Quant à HKB, et ce en vue de montrer qu’il était loin d’avoir dit son dernier mot a mis fin au « régime de transition » proposant de remplacer le conseil national de transition, mis en place deux jours après l’élection, par un cadre de Dialogue national. Ce dialogue devra être, selon M. Konan Bédié, encadré par des institutions telles que l’ONU, et aborder des thèmes comme « l’élaboration d’une constitution consensuelle », « la mise en œuvre d’un véritable processus de réconciliation qui prendra notamment en compte le retour des exilés et la libération des prisonniers politiques et militaires », mais aussi « l’organisation des élections, notamment présidentielles, transparentes, crédibles et inclusives ». Les principales revendications de l’opposition n’ont pas changé et les résultats de la présidentielle demeurent non reconnus. Cette déclaration a été condamnée par le parti présidentiel.
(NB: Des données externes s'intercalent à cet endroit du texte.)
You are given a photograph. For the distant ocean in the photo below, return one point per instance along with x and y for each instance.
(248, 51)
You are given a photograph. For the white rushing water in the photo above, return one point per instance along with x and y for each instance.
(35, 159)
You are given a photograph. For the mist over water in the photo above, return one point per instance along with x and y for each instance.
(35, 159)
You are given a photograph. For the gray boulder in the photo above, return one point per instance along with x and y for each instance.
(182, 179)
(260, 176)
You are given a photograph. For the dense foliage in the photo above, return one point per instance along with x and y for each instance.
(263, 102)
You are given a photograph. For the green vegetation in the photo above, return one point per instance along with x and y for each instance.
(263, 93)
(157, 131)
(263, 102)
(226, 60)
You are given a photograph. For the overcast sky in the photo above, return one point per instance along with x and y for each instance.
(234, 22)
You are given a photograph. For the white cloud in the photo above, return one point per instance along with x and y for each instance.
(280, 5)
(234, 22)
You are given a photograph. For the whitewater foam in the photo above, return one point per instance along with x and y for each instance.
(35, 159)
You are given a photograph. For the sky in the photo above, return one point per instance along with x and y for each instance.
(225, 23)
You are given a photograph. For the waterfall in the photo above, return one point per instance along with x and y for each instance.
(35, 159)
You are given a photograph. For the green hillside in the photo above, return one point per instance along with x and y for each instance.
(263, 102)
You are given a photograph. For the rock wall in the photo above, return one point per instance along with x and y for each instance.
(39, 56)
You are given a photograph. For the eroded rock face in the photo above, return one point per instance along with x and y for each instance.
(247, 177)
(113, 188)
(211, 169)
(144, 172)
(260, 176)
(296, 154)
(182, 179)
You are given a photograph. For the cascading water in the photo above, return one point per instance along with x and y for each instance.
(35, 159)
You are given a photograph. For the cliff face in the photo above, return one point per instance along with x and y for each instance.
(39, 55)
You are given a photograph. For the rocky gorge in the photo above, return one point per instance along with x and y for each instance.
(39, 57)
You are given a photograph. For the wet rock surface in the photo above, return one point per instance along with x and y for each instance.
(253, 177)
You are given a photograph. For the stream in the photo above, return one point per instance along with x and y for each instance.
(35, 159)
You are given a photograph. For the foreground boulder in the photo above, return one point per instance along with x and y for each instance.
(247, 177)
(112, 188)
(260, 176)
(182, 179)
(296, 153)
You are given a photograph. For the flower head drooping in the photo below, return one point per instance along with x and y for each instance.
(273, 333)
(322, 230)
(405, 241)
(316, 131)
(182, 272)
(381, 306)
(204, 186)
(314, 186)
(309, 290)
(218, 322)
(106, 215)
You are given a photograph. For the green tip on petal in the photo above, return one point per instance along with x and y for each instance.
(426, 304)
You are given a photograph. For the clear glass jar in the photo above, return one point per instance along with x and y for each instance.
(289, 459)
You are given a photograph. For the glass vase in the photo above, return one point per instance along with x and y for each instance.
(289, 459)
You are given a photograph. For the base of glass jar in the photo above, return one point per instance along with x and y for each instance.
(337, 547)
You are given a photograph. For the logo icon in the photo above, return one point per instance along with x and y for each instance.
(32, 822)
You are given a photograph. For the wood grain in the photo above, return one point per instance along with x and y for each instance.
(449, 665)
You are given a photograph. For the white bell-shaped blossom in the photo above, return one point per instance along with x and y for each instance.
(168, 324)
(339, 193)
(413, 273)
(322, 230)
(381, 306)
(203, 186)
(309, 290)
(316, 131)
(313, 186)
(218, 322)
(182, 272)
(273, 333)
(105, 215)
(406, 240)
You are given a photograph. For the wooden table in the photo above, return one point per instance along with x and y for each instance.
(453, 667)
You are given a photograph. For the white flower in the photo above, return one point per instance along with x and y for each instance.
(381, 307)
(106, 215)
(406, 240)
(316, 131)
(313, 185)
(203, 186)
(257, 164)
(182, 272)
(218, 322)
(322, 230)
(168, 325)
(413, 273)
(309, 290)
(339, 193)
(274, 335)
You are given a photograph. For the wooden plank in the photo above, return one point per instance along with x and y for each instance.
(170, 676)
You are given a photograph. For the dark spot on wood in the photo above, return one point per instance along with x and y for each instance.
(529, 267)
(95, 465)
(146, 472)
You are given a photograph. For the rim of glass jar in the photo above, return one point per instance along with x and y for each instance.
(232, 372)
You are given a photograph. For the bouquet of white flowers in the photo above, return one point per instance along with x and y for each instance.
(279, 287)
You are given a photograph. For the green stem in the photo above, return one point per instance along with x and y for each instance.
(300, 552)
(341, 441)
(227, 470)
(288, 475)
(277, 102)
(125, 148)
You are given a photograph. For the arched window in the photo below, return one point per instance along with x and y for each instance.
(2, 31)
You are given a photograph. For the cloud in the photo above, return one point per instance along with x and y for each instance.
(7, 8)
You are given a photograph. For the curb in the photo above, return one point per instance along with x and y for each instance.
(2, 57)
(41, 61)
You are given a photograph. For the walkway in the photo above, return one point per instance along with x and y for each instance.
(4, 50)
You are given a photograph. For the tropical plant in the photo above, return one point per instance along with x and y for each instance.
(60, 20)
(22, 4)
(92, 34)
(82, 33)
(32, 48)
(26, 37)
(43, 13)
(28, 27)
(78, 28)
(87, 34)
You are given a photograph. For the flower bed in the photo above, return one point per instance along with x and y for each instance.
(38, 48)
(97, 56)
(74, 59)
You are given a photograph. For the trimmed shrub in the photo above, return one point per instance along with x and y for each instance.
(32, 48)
Depuis près de 30 ans, ils sont trois à avoir été président de la République de Côte d’Ivoire. En dépit d’évolutions sociétales, d’un élargissement de la scène politique, ils continuent de la camper et de la polariser. Seront-ils en capacité de discuter ? Rien n’est moins sûr… Tandis que Laurent Gbagbo pourrait, selon certains, se ménager une voie de présidentiable pour 2025, dans un contexte de rapport de forces asymétrique favorable à M. Ouattara.